(CN) - The estate of a mentally ill Florida woman did not prove the sheriff's office was negligent when it un-jammed the gun she used to kill herself, a state appeals court ruled.
Tiffanye Cobb, 37, called the police in February 2009. When a deputy arrived, she explained that she had bought a gun and needed help un-jamming it.
According to her estate's complaint, she told the deputy she had bought the gun from "an unknown male she had never spoken with before."
The sheriff's office was familiar with Cobb, who her estate described as "an emotionally disturbed woman who had previously been involuntarily committed to a mental health facility."
She had made "bizarre and inappropriate calls to (the sheriff's office) on almost a monthly basis," according to her estate.
Cobb told the deputy that she had been unable to un-cock the gun and had fired it into a laundry basket, which she showed the deputy.
After determining that the gun had not been stolen, the deputy removed the shell casing of the round that Cobb had fired into the basket.
He placed the gun on the kitchen table and left the apartment.
Soon after, Cobb put the gun to her head and pulled the trigger.
Cobb's estate sued the sheriff's office for wrongful death, alleging that "in assisting Ms. Cobb, it endangered her."

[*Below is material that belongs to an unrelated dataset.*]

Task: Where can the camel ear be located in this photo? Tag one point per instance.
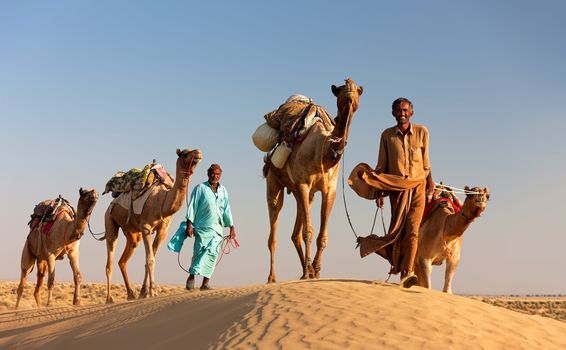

The trial court dismissed the case, and the Tallahassee-based First District Florida Court of Appeals affirmed the decision in a per curiam opinion.
In a specially concurring opinion, Judge Scott Makar stated that the legal question is "whether a duty existed that the deputy negligently breached and, if so, are those actions shielded from liability under principles of sovereign immunity?"
Makar noted that if the estate's allegations are true, the deputy could have arrested Cobb for improperly discharging the weapon or could have held the gun as evidence.
However, Makar stated that the estate's failed to prove that the sheriff's office was not immune from the lawsuit."Because the presumption of correctness of the trial court's order as to the immunity issue has not been rebutted, I agree that affirmance is proper," Makar wrote.